In 2002, Sullivan started working with David Tingey of Kirton & McConkie, a Salt Lake City law firm with an intellectual property section. Tingey, who also holds a degree in electrical engineering, said the idea of having patents in hand before launching a product was unusual.

Normally, a company will launch a product with patent-pending status, meaning it has applied for protections but is waiting for issuance. Should a competitor launch a similar product, the inventing company is unable to enforce its patent rights until it actually has them in hand, he said.

ISYS Technologies Inc., the parent company that holds and will enforce the patents behind Xi3, already manages six U.S. patents and has others issued or pending in countries around the world, Tingey said.

Finding lower-priced legal help in Utah helped to greatly reduce the cost of launching the company, which was borne by Sullivan, family members and others, Sullivan said.

"What I did here with $10 million would have cost me $50 million in California," he said.

Sullivan said he also solicited individual investors to cover expenses as the company developed. The fundraising ran into a hitch in 2008 when the company could not repay a bridge loan and the lenders sued, court records show.

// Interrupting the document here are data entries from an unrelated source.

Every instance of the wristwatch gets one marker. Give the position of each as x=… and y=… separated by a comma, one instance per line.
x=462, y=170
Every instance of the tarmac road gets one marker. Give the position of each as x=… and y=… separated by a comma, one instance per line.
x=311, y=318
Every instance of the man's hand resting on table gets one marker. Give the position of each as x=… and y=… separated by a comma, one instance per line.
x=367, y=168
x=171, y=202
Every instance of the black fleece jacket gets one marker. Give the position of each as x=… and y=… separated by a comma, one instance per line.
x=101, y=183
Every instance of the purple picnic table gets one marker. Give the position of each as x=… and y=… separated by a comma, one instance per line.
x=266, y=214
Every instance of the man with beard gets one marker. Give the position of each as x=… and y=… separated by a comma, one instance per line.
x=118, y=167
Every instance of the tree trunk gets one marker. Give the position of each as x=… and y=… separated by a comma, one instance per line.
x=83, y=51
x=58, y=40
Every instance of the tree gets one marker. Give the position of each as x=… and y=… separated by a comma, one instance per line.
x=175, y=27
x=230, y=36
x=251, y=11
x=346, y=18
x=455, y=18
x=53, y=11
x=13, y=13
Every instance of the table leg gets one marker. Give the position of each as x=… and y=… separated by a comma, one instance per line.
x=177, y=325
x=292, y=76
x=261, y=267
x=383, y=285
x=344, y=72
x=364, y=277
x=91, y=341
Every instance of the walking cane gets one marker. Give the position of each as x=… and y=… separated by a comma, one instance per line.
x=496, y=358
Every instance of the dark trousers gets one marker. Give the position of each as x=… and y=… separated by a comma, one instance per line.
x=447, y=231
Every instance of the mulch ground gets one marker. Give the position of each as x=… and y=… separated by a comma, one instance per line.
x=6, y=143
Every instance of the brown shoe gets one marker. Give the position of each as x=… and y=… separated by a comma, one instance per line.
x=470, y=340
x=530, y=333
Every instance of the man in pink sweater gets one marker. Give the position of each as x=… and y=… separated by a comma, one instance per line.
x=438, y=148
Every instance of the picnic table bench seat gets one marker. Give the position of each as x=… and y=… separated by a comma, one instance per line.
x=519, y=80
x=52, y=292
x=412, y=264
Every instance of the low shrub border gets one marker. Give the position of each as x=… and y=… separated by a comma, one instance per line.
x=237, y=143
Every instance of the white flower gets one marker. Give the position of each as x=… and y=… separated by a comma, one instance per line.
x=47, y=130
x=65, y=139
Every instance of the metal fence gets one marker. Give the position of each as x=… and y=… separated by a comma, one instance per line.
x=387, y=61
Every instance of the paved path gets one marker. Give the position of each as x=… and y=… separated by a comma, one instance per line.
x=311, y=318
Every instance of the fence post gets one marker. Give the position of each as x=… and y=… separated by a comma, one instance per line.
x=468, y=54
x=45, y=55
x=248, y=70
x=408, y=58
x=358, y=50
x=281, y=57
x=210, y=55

But the parties in the lawsuit agreed to halt court proceedings while Xi3 develops its market, with the expectation the money will be repaid, said spokesman David Politis.

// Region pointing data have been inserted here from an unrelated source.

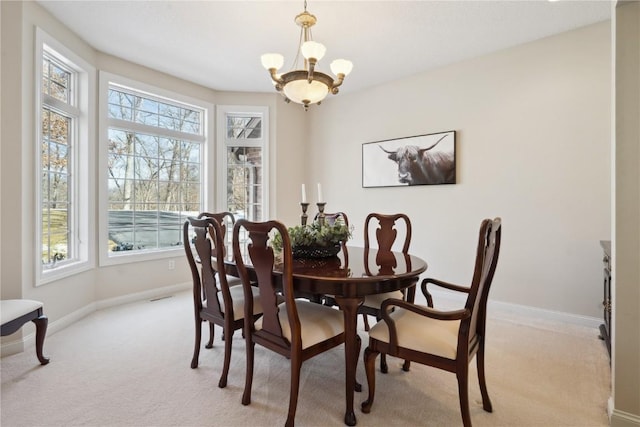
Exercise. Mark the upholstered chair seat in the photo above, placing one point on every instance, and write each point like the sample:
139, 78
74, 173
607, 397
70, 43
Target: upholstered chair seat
317, 322
419, 333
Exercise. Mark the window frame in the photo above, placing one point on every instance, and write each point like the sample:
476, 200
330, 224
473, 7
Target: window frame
157, 93
222, 142
82, 154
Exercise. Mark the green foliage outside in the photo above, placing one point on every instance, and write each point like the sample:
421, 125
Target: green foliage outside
54, 235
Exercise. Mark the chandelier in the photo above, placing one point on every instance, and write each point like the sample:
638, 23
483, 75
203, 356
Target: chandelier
307, 85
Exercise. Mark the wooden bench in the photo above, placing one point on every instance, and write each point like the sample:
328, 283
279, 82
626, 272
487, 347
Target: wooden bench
15, 313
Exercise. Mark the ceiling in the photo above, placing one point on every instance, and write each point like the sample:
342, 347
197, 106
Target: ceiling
218, 44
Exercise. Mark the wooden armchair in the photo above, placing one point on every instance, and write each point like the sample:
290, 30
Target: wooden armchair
297, 329
443, 339
213, 299
385, 237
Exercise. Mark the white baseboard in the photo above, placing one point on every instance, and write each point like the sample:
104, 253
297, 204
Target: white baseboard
27, 341
523, 311
624, 419
532, 313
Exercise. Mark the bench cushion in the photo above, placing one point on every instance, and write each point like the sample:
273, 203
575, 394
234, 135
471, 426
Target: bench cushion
11, 309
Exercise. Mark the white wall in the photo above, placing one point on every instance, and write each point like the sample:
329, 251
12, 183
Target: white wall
533, 146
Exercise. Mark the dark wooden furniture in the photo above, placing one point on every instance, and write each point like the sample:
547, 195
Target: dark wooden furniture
385, 228
226, 220
606, 327
213, 300
296, 329
350, 283
16, 312
443, 339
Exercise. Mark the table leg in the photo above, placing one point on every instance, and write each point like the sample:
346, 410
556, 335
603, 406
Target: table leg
349, 307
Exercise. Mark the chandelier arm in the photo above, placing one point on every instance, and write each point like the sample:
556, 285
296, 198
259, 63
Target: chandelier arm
312, 67
275, 77
336, 84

Also, Xi3's COO Rowsell was the subject of several lawsuits (some still pending) involving the real estate investment company he ran when he began investing in Xi3. Politis said the legal actions resulted when Rowsell's business got caught in the economic downturn.

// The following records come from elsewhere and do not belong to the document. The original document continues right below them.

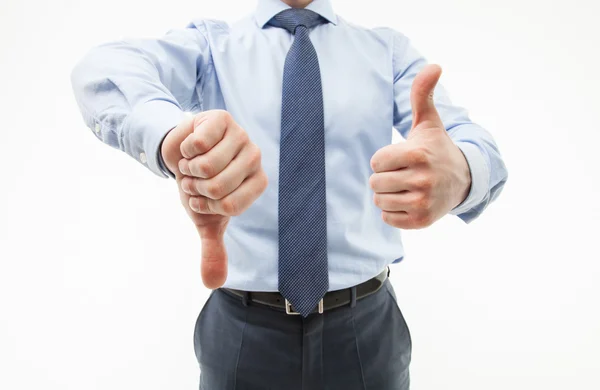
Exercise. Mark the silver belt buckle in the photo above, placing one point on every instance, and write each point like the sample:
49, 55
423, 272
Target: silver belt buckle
289, 310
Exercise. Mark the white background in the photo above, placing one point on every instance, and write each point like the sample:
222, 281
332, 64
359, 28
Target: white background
99, 264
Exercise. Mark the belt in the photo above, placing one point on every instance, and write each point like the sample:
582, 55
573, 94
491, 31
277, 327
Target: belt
331, 300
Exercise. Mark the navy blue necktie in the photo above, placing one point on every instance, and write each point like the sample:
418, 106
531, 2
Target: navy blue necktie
303, 276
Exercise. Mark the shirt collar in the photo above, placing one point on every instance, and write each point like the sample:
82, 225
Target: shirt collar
266, 9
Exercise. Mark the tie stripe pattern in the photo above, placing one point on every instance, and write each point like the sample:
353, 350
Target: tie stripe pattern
303, 272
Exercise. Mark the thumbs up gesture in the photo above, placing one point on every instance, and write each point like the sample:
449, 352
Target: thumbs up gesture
219, 174
419, 181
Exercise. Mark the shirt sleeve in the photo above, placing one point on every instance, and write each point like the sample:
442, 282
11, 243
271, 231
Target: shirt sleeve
488, 171
132, 92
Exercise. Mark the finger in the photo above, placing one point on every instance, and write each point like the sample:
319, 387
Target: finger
400, 201
404, 220
211, 163
390, 182
398, 156
238, 201
421, 96
214, 254
199, 204
208, 131
243, 165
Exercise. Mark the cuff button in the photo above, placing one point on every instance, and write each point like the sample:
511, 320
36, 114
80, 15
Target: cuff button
143, 158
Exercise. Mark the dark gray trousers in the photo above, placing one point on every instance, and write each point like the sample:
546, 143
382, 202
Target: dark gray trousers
241, 346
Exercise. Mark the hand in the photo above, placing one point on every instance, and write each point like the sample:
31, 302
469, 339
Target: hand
219, 175
419, 181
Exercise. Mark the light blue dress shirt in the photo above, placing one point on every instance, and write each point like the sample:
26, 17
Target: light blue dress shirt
132, 92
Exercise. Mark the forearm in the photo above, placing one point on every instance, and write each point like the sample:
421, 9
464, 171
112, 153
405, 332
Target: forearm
131, 93
488, 170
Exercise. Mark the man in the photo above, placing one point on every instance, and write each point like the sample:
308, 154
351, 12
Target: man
287, 172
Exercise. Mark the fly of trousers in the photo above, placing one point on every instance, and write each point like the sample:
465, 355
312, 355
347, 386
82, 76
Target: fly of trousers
365, 345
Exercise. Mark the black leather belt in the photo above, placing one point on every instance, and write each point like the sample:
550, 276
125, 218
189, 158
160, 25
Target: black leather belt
331, 300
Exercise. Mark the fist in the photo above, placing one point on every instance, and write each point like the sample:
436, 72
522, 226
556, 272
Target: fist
419, 181
219, 174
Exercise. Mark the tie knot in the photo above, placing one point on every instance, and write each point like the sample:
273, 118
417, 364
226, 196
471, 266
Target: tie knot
291, 18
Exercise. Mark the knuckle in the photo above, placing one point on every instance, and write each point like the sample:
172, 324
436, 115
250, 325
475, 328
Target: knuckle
186, 185
419, 156
421, 220
423, 203
243, 138
424, 182
230, 207
377, 200
255, 156
215, 189
263, 181
373, 182
222, 115
205, 168
199, 143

Made by robots • The third major business component of Xi3 is that its computer has been designed so it can be manufactured largely by robots and not require the labor-intensive processes generally required to make the devices.

Labor in China, where many computers are made, won't always be so cheap, Sullivan said, while the robotic manufacturing process the company has designed will have consistent costs. The process also means the company can have manufacturing plants on every continent where it hopes to sell computers.

The company anticipates that when the manufacturing process is perfected a computer will roll off the assembly line every six seconds.

"That is what everybody is going to be having to adapt to eventually because our costs will be cheaper," said Sullivan.

From its headquarters in downtown Salt Lake City, Xi3 has contracted with Avnet of Arizona, which buys or makes components and assembles the computers at a plant in Phoenix and also handles shipping.

Xi3 has launched its Series 5 computer into the marketplace and plans to initially concentrate on selling to the health care and education sectors.

In January, it will be a part of the huge International Consumer Electronics Show in Las Vegas, where it will show off the products that won a CES innovation award announced this year. Xi3 plans to unveil a version of the computer that will allow companies to get the cost per unit down to $350 and reduce power consumption by 95 percent from existing models. It also plans a consumer model in February, for which the cost can vary below and above the standard Series 5 model base price of $849, depending on options selected.

"We're spinning up full-flown manufacturing right now," said Rowsell, who has a finance degree from the University of Utah and was an early investor in ISYS.

Sullivan said he's convinced the computers will be successful.

"Microsoft was started 30 years ago with the idea of putting a computer in every home," Sullivan said. "This has the potential to put a computer in every room because of its size. It can be put into anything."

In the crowded market for personal computers, it's all about the idea, Sullivan said.

"Big companies need ideas to build around and all big companies were little at one point. HP started in a garage. Apple built a little computer out of a piece of wood."